Douglas Aron: So a couple of comments there. And I think you were — you coined a phrase that I’ve now used since then when we were on the road with you, Selman. We are not just planning to take leverage down, as you call it, the Texas way by growing EBITDA, right? But we have actually repaid $230 million or so worth of debt since 2019. In — and that has been a meaningful part of the leverage reduction. So yes, as we look forward and think about EBITDA growth into next year and the use of free cash flow thereafter. We’ve said that the 3 things that we’ll look at there are new growth CapEx expenditures, increasing our dividend and then leverage reduction and/or share buybacks, right? And so we’ll continue to evaluate all of those.
And again, I think when comparing us certainly to other midstream companies and definitely to the rest of the compression peers, we’re a best-in-class provider there. We have flexibility that some of our peers don’t have. And we will look to find the right balance of all of those different possibilities of what to do with free cash flow.
Selman Akyol: Understood. And I guess you mentioned conversations on 2025 are starting. Just how are those going? And I’m just kind of curious, meaning they’re very open to seeing continued price increases out that far, still hearing things are going to be tight. Is there just any insight you can kind of give on what’s going on there?
Bradley Childers: Demand is high for 2024. Demand signals overall, pricing and horsepower amounts and unit amounts, those discussions with customers are as strong at the beginning of ’24 as they were in 2023. And in fact, I think, in some cases, they are earlier because with the tightness of the market, our customers have become accustomed to planning further in advance than they ever have.
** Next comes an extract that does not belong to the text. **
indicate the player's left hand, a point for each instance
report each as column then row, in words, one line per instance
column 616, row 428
So it’s a robust market and it looks to be very demand and growth-oriented continuing through 2024.
Operator: We have no further questions. I’ll now hand back to Mr. Childers for any final remarks.
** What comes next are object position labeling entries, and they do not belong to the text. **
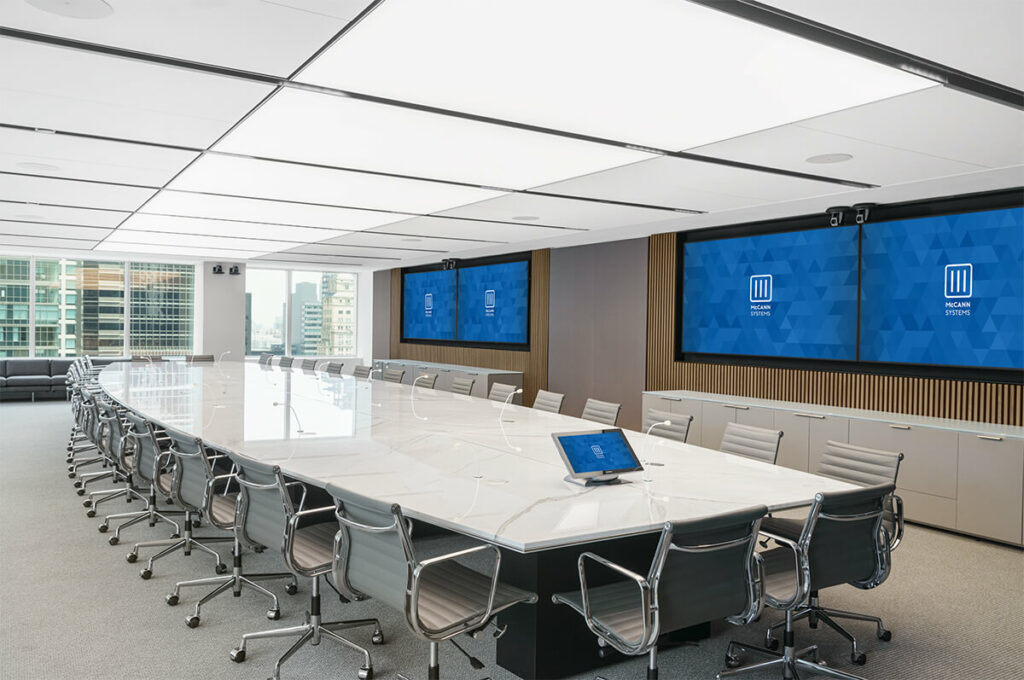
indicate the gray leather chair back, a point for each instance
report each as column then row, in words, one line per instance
column 501, row 391
column 601, row 412
column 264, row 505
column 678, row 430
column 374, row 561
column 550, row 401
column 426, row 380
column 845, row 541
column 859, row 465
column 192, row 470
column 756, row 442
column 463, row 385
column 708, row 569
Bradley Childers: Thank you, everyone, for joining our fourth quarter call this morning. Our performance was exceptional this quarter. And with Archrock’s enhanced platform and financial flexibility, we are well positioned to capture opportunities presented by the current market. I look forward to updating you on our progress next quarter. Thank you, everyone.
Operator: Thank you. This now concludes today’s call. Thank you all for joining. You may now disconnect your lines.